For various reasons, some CSV files may have rows with varying numbers of fields, which does not conform to the common RFC 4180 standard and may cause issues in certain scenarios. Users can use the `fixLineLength` function to make all rows have the same number of fields.

The parameters required for the function and their meanings are as follows:

```
fixLineLength(csv_sheet)
```

> `csv_sheet`: The table represented as a two-dimensional list.

For example, consider a table where rows have different lengths:

![image-20241221165142136](assert/4-1.png) 

You can use `fixLineLength` to fix it:

![image-20241221165155778](assert/4-2.png)

Save the result as a CSV file and open it.
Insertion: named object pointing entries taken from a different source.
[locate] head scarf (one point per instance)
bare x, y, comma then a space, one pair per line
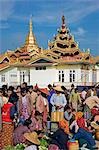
63, 124
78, 115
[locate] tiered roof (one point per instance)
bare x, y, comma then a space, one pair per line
62, 50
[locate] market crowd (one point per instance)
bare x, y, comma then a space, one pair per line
27, 114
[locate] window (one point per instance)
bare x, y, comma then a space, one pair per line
61, 76
3, 78
72, 76
40, 68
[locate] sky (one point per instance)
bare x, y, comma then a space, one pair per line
81, 16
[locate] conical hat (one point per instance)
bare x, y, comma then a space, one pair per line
32, 137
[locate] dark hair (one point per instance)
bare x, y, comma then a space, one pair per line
37, 113
23, 90
1, 91
72, 85
49, 86
11, 88
63, 88
25, 83
67, 107
27, 122
30, 87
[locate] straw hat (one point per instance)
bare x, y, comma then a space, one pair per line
58, 88
32, 137
45, 91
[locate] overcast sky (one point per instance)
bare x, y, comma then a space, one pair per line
82, 18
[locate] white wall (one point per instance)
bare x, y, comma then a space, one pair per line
97, 73
8, 80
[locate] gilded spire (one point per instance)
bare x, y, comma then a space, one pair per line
63, 27
30, 39
31, 25
30, 42
63, 19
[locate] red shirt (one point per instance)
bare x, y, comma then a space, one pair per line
81, 123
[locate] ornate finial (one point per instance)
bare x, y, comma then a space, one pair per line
31, 24
63, 19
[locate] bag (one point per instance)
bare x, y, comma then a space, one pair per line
57, 116
53, 147
73, 145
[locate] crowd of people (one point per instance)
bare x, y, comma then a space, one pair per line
26, 110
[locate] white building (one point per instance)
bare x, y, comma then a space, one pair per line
63, 63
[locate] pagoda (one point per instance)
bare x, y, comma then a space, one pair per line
62, 63
66, 48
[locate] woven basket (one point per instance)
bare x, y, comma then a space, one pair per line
73, 145
57, 116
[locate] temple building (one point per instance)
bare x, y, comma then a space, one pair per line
62, 63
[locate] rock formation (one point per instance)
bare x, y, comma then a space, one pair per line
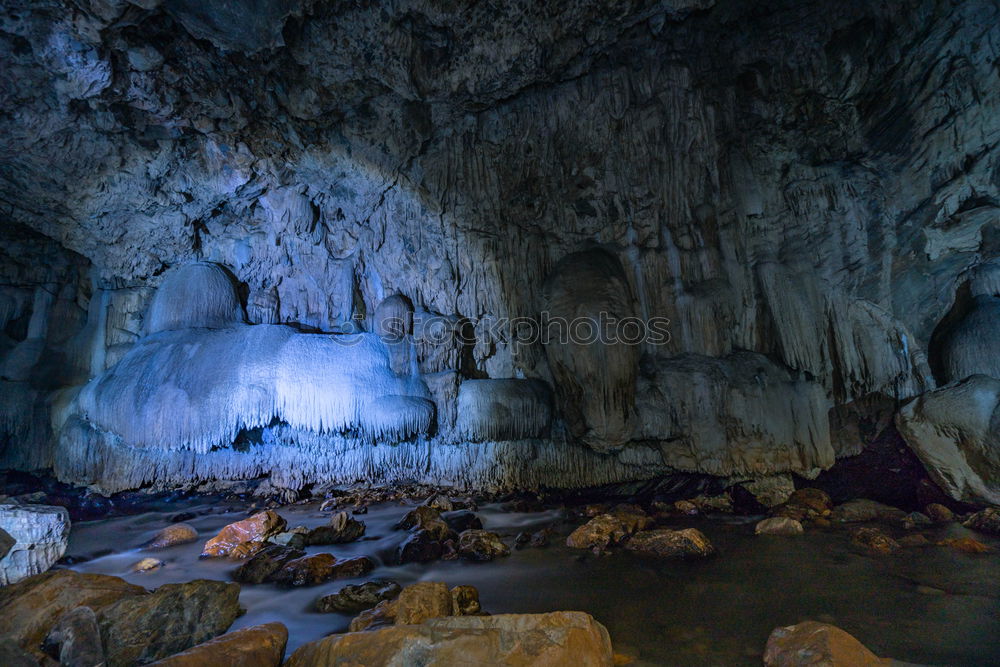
211, 218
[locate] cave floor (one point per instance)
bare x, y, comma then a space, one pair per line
928, 605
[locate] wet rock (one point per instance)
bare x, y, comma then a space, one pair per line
874, 541
770, 491
341, 529
481, 546
358, 597
600, 532
256, 646
426, 519
916, 540
12, 655
75, 640
382, 614
420, 547
418, 602
813, 644
40, 533
778, 525
865, 510
985, 521
663, 543
465, 601
295, 538
806, 503
175, 617
939, 513
558, 638
255, 529
6, 543
266, 562
178, 533
147, 565
462, 521
719, 503
319, 568
30, 608
965, 545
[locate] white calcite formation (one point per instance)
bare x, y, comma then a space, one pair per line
209, 215
40, 533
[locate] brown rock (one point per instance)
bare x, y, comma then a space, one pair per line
147, 565
257, 646
778, 525
914, 541
76, 639
382, 614
257, 528
664, 543
341, 529
175, 617
481, 546
559, 639
812, 644
863, 509
465, 601
171, 536
598, 533
875, 541
985, 521
421, 601
30, 608
966, 545
939, 513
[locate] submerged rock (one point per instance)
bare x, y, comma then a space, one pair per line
259, 567
985, 521
29, 609
875, 541
358, 597
420, 547
570, 639
147, 565
778, 525
256, 646
319, 568
481, 546
811, 644
40, 533
602, 531
75, 641
255, 529
465, 601
175, 617
664, 543
342, 528
863, 509
172, 535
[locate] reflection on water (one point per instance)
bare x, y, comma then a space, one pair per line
931, 605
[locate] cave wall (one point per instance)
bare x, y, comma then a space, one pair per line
802, 189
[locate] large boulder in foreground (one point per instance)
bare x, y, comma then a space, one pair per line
257, 646
813, 644
559, 639
955, 431
175, 617
29, 609
40, 534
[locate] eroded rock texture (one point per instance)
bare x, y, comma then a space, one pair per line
806, 190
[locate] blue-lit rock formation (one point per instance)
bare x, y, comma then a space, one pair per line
806, 191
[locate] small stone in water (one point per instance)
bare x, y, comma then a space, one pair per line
147, 565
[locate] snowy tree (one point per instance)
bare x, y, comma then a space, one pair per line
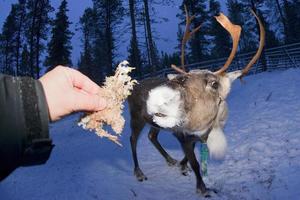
59, 47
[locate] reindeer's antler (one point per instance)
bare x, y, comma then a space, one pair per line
235, 32
187, 35
260, 48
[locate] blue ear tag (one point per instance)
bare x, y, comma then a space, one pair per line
204, 158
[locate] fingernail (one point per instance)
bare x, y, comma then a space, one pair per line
101, 103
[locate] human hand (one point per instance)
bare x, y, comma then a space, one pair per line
67, 91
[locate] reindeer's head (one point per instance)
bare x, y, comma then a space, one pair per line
195, 100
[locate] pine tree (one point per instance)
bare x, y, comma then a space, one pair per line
221, 38
59, 47
134, 51
8, 41
24, 62
21, 17
38, 21
110, 15
87, 64
198, 42
150, 44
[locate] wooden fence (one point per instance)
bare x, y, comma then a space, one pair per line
281, 57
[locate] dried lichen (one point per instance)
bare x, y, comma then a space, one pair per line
115, 90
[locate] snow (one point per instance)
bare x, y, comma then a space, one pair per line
263, 159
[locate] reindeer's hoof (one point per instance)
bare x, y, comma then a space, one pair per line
185, 170
140, 175
171, 162
207, 193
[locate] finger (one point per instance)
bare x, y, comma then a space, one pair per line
88, 102
81, 81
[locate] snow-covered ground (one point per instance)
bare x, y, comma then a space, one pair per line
263, 160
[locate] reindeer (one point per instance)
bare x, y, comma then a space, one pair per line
192, 105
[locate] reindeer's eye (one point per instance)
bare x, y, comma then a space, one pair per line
214, 84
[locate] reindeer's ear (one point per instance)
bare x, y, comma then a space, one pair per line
172, 76
234, 75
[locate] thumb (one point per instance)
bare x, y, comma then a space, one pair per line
88, 102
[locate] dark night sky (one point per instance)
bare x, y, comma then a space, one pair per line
166, 30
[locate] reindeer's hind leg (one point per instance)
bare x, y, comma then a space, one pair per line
153, 133
184, 167
136, 128
188, 148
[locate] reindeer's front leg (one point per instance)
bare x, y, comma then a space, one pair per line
153, 133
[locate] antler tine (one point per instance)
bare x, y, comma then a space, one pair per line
187, 35
235, 32
260, 48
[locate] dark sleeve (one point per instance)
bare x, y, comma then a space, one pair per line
24, 134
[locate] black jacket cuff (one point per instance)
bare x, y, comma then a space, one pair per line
38, 145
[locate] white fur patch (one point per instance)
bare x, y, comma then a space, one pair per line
167, 102
217, 143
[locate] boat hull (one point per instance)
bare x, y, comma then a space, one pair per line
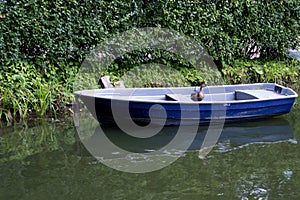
109, 110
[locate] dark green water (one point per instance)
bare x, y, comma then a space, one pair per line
257, 160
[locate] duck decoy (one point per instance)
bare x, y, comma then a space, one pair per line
198, 95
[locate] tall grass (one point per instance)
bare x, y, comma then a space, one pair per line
26, 91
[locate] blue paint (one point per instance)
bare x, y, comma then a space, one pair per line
230, 103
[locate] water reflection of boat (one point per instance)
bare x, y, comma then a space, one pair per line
232, 136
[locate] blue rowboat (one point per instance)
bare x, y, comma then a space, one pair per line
173, 106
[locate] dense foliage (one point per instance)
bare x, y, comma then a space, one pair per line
60, 32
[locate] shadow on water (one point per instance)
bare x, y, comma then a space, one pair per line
46, 162
233, 136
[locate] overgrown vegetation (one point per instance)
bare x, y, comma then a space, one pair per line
43, 43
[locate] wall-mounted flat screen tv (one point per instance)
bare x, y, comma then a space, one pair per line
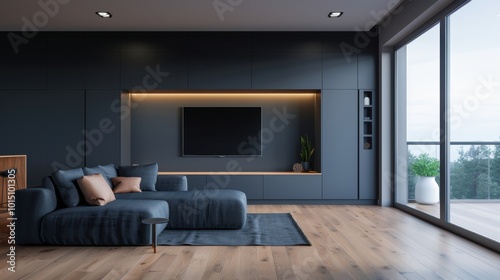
221, 131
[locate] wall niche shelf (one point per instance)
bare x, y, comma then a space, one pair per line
367, 129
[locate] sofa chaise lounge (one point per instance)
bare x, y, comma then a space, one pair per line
58, 213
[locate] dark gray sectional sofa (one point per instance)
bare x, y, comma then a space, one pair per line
43, 216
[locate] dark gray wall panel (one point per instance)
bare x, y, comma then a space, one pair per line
23, 42
367, 70
156, 132
152, 71
24, 114
102, 127
220, 71
102, 70
65, 42
104, 42
251, 185
286, 71
340, 144
197, 182
219, 42
287, 42
66, 71
292, 187
339, 72
154, 42
350, 42
65, 129
23, 70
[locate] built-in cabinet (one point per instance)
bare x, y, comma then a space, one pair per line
367, 157
260, 185
340, 144
60, 86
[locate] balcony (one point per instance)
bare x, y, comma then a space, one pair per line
474, 185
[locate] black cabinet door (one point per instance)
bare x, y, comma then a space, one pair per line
144, 71
367, 70
340, 72
339, 144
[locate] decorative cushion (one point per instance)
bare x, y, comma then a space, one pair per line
66, 186
95, 189
126, 184
108, 171
148, 174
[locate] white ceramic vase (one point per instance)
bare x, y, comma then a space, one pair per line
427, 190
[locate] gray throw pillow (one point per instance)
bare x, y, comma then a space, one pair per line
148, 174
67, 187
107, 171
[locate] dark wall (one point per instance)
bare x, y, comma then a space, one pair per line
156, 130
60, 92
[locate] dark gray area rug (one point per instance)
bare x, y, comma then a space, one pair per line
270, 229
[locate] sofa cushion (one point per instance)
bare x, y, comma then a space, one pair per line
95, 189
148, 174
205, 209
126, 184
116, 223
108, 171
66, 186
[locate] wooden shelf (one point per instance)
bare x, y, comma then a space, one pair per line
237, 173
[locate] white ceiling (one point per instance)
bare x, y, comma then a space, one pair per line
192, 15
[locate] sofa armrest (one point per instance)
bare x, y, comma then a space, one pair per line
171, 183
32, 204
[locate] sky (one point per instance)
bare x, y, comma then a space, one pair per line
474, 113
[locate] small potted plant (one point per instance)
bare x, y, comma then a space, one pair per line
305, 153
426, 189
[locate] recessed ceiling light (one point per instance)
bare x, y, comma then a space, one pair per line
335, 14
104, 14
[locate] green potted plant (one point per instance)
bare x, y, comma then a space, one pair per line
306, 152
426, 189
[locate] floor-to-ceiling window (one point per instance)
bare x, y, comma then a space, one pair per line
418, 85
474, 117
448, 108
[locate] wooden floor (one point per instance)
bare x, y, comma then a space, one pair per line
348, 242
480, 217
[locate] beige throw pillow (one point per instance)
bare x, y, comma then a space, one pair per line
95, 189
126, 184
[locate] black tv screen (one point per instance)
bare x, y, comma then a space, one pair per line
221, 131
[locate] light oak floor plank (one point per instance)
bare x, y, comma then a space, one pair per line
348, 242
You will see that each row now has the same number of fields.

![image-20241221165203548](assert/4-3.png) 

------

### 5. Format Conversion

The `fixCSV` function can save CSV files in various compatible formats, including changing the delimiter, file encoding, line break style, etc.
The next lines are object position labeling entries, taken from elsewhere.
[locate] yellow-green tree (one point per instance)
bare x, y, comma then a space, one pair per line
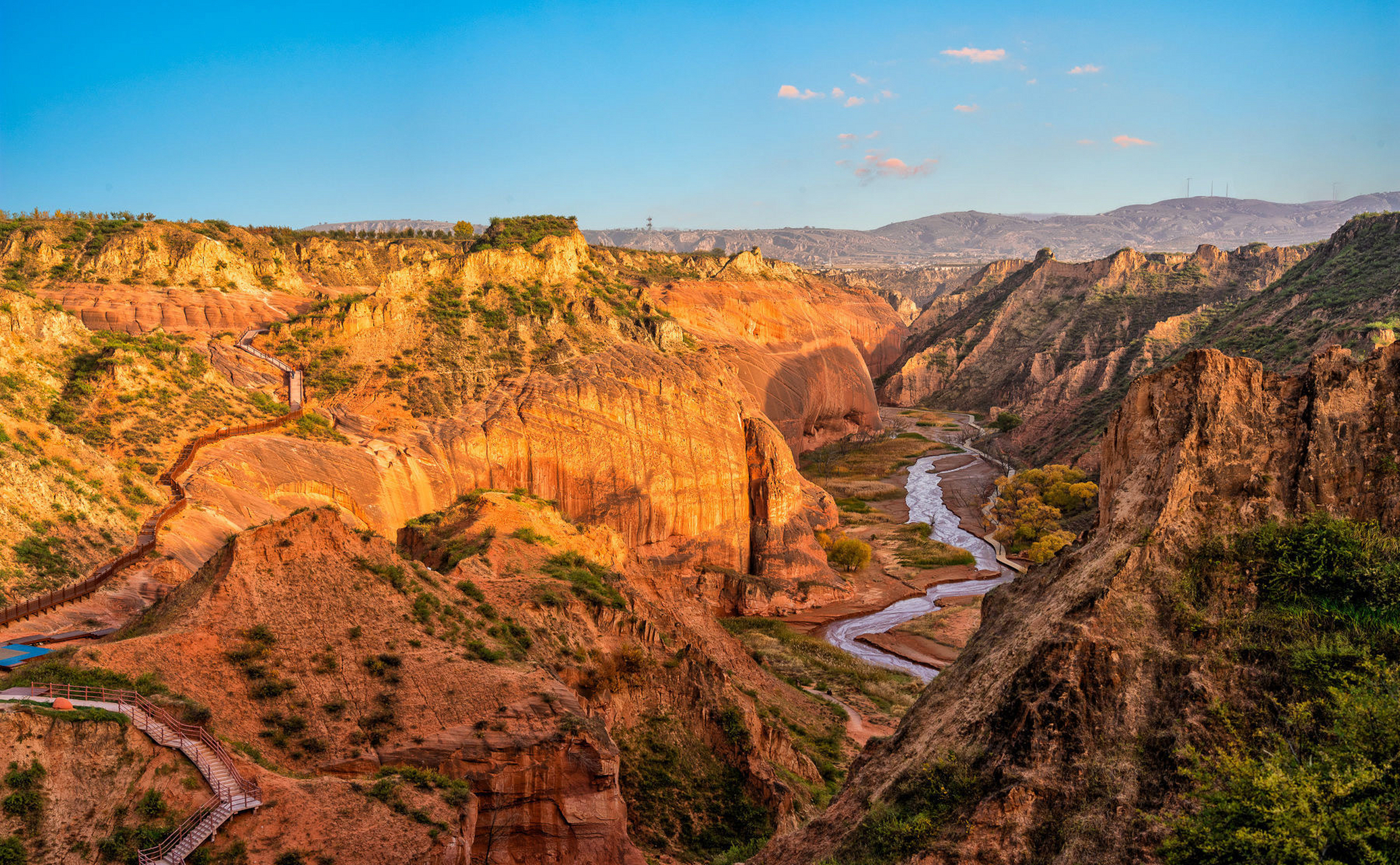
1031, 504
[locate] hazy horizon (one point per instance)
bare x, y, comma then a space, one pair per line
731, 115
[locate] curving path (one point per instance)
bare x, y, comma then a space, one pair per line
232, 793
146, 537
For example, for a CSV file with a delimiter of `"."`, you can use the `fixCSV` function to convert it into a commonly used CSV file with commas as the delimiter.

![image-20241221165533896](assert/5-1.png) 

As shown, using the Python implementation of the `fixCSV` function, input the source file path and source file delimiter to output the converted `"output.csv"` file in the current path.

![image-20241221165542191](assert/5-2.png) 

**Note: Due to variations in the logic of I/O operations across programming languages, implementations may differ slightly.**

**In the JavaScript implementation, the `fixCSV` function returns a Promise, and users can resolve this Promise to obtain a blob object representing the converted file.**



The function requires two parameters for simple conversion. More parameters can be added as needed.

```
fixCSV(path, [optional]output_path, [optional]origin_delimiter, [optional]target_delimiter, [optional]origin_encoding)
```

> `path`: The path to the input CSV file.   
>
> `output_path`: The path to the generated CSV file. Optional, defaults to `"output.csv"`. This parameter is not available in the JavaScript implementation.    
>
> `origin_delimiter`: The delimiter used in the original CSV file. Optional, defaults to `","`.    
>
> `target_delimiter`: The delimiter to be used in the output file. Optional, defaults to `","`.  
>
> `origin_encoding`: The encoding of the original file. Optional, defaults to `"utf-8"`.   
>
> `target_encoding`: The encoding to be used in the output file. Optional, defaults to `"utf-8"`.  
>
>  `target_line_break`: The line break style for the output file. Optional, defaults to `"\n"`.  



------

## License

This project originated from [aliceCSV v0.1.3](https://github.com/Alice-Drop/aliceCSV).

The aliceCSV code in this repository is licensed under the MIT License. Please refer to the `LICENSE` file for details.